Martha Cooper ( born 1942 in Baltimore, Maryland) is an American photojournalist who has documented their pictures in particular the development of the New York hip- hop culture.

Biography

Martha Cooper photographed at the age of three years. After college, graduating from Grinnell College in Iowa, she went in 1963 with the Peace Corps as an English teacher in Thailand.

After two years of teaching she went in 1965 with a motorcycle 20,000 miles from Thailand to Oxford, England, and began a study of ethnology. She is of the opinion not to use the possibilities of the camera and looking for a way, photography and anthropology join.

After working at the Smithsonian Institute, Yale University and completed an internship at National Geographic in 1969 she married the anthropologist Stewart Guthrie; both lived until 1971 in Japan.

After returning to the United States, she worked from 1973 as a photographer for the New York Post.
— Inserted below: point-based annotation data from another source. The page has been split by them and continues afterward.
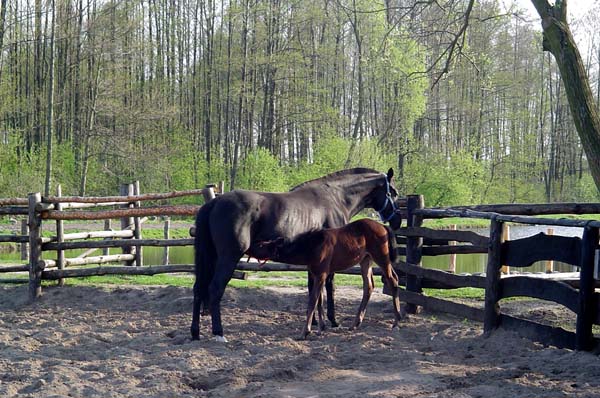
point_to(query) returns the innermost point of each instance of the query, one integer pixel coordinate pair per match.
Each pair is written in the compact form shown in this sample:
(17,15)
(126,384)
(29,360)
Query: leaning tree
(558,40)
As part of this they met in 1979 in Manhattan's Lower East Side graffiti writer HE3, which brought them into contact with the writing scene. Cooper quickly learned other known sprayer like Dondi, and began to systematically scan the work of young people.

In January 1980, Martha Cooper took the first photos of a phenomenon, which is known as breakdancing today. The pictures are the first documents that report on breakdancing.

The book Subway Art, which she published with photographer Henry Chalfant in 1984, became a milestone of writing documentation and made relevant for a media dissemination of the phenomenon in Europe.